Vsec Cluster in Azure ?? anyone know how to?
I need to know is someone can help me or lead me in order to setup a HA cluster of checkpoint Vsec on Azure.
Following sk110194 doesn't mention nothing about the proper way to configure the cluster HA, just we need to work with Active directory and API. but , to be honest, i never worked before with active directory on azure and no API knowledge.
So , if someone can lead me some tip about how to deploy it? we already have all running but, to failover, have to be done manually changing the route tables to point the new active memeber.
Thanks for any help
For HA to work correctly in Azure, we must make calls to the Azure API.
The API calls allow us to monitor state and fail over the relevant routes when needed.

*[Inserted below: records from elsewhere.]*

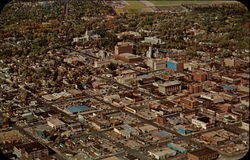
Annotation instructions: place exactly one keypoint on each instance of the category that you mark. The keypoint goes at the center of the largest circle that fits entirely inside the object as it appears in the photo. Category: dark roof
(31, 147)
(204, 119)
(202, 152)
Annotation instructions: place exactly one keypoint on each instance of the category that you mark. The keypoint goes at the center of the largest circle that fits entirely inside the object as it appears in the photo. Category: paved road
(147, 3)
(27, 134)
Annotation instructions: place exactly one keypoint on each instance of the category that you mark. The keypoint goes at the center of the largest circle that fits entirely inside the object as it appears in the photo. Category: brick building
(31, 150)
(195, 88)
(203, 154)
(123, 47)
(200, 76)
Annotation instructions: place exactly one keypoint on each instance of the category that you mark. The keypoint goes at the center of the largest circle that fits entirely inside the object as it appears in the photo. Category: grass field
(134, 5)
(168, 3)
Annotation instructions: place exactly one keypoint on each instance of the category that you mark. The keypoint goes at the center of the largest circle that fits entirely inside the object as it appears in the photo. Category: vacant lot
(134, 5)
(167, 2)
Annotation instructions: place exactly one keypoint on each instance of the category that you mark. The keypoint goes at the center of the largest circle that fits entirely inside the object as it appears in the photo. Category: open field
(134, 5)
(168, 3)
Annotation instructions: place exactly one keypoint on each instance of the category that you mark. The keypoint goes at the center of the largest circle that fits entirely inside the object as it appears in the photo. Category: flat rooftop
(77, 109)
(203, 151)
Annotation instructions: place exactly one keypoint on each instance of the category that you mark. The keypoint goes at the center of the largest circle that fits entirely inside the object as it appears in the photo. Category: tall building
(170, 87)
(156, 64)
(175, 66)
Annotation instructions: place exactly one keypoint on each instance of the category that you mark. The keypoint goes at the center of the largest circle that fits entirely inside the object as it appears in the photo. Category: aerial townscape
(124, 80)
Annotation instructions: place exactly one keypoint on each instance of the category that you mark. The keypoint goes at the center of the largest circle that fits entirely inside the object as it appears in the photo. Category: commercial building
(190, 102)
(200, 76)
(162, 153)
(78, 109)
(123, 47)
(161, 120)
(162, 135)
(203, 122)
(232, 62)
(100, 63)
(175, 66)
(156, 64)
(177, 147)
(170, 87)
(203, 154)
(31, 150)
(195, 88)
(152, 40)
(126, 130)
(128, 57)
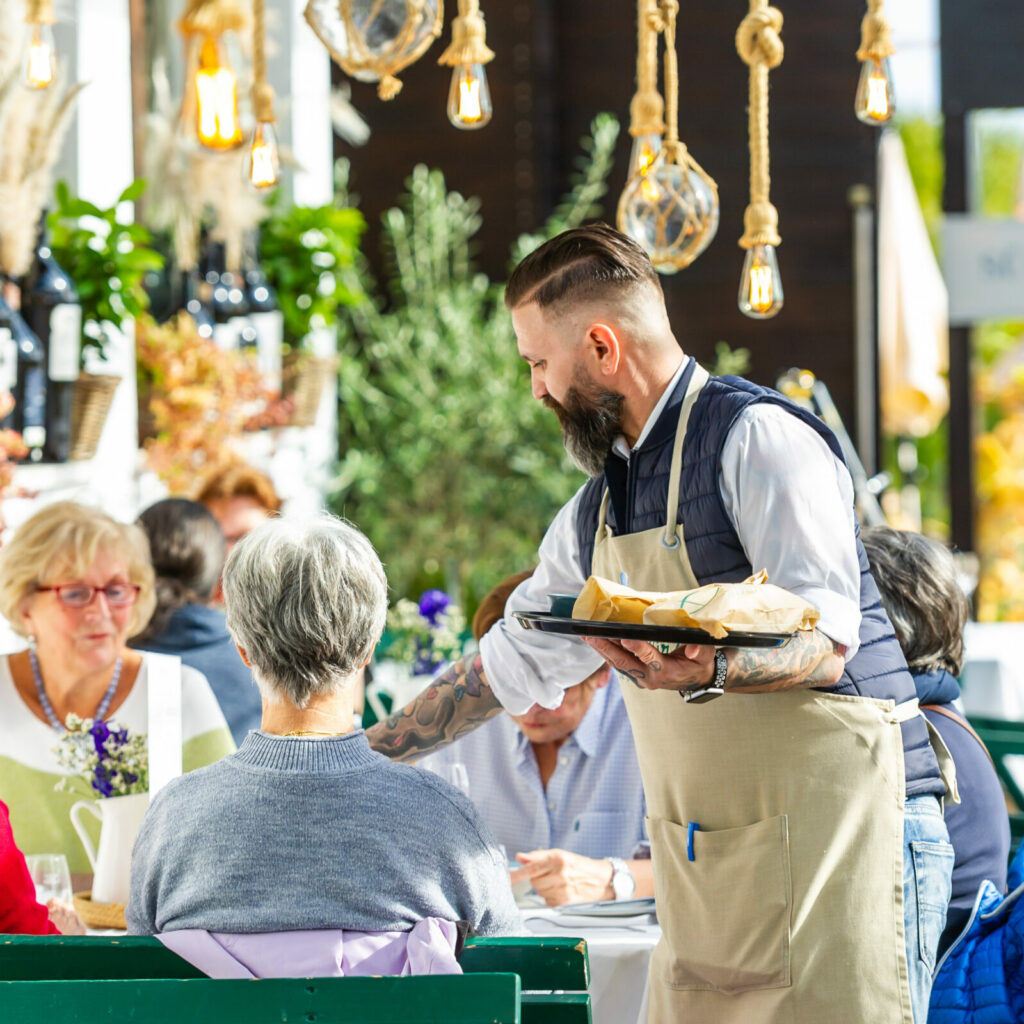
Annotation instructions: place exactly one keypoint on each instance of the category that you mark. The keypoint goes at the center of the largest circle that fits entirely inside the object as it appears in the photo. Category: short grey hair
(916, 578)
(306, 599)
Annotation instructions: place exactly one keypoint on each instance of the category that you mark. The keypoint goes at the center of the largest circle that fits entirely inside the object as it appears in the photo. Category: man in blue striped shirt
(560, 788)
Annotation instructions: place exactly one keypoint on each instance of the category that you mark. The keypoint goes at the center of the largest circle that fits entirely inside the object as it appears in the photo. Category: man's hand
(810, 658)
(692, 665)
(561, 877)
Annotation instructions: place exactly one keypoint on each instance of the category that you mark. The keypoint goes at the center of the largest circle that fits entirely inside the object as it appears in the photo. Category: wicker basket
(303, 377)
(90, 401)
(99, 914)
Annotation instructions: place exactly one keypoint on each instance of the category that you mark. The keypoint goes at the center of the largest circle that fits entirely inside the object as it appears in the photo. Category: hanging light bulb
(760, 284)
(216, 98)
(873, 103)
(262, 163)
(41, 53)
(469, 98)
(670, 203)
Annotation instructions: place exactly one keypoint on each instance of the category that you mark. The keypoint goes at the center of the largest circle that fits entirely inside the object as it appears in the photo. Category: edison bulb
(469, 97)
(671, 212)
(875, 104)
(41, 56)
(760, 285)
(216, 98)
(262, 165)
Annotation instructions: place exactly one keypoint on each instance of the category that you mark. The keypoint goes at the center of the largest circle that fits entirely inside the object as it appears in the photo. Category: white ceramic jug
(120, 818)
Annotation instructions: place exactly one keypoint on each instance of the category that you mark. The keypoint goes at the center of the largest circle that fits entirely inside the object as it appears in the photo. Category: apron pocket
(724, 914)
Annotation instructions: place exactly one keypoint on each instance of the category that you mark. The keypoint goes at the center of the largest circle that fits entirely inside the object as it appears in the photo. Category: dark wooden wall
(561, 61)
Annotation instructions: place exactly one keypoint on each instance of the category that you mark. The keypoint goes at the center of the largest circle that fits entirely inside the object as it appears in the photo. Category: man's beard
(591, 420)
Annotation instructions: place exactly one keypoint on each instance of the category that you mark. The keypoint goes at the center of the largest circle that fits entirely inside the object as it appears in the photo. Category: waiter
(781, 814)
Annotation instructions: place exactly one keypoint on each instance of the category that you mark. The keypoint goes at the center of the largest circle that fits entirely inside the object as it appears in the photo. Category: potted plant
(109, 260)
(306, 253)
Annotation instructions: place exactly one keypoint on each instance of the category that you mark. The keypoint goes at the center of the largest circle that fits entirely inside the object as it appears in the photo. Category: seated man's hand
(691, 665)
(65, 918)
(561, 877)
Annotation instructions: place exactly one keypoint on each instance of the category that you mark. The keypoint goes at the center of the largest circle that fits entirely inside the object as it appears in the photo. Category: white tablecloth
(992, 678)
(620, 952)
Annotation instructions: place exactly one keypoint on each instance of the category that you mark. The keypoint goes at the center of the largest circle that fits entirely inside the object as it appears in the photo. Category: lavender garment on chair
(428, 948)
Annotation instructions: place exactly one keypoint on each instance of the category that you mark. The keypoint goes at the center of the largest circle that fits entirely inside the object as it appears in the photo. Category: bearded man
(801, 862)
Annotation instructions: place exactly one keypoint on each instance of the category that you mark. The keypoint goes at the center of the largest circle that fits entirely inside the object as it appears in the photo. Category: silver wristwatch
(623, 883)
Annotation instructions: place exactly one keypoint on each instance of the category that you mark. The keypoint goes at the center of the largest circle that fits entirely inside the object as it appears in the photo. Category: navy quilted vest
(637, 502)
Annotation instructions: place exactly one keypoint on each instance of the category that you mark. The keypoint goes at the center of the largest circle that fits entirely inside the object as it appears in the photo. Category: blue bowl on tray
(562, 604)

In order to call the API, you need credentials.
Those credentials need to be created and configured on the instances, as described in the SK.
My name is Dmitry and I'm from Check Point R&D.
It is possible to deploy a check point vSEC high availability cluster in MS Azure. The deployment and configuration process is described in sk110194 that you're referring to.
- After deploying the vSEC Cluster from the Azure marketplace you should follow the steps in the article to create a service account and assign it to the cluster's resource group. No API knowledge is required in order to do that - this can be done via the azure portal.
- It is then required to configure the high availability daemon on each cluster member (see the section "Deployment using a Solution Template" that covers the creation of a service account and the configuration of the HA daemon).
- On failover, the HA daemon will make all the API calls automatically and reassign all routing tables accordingly.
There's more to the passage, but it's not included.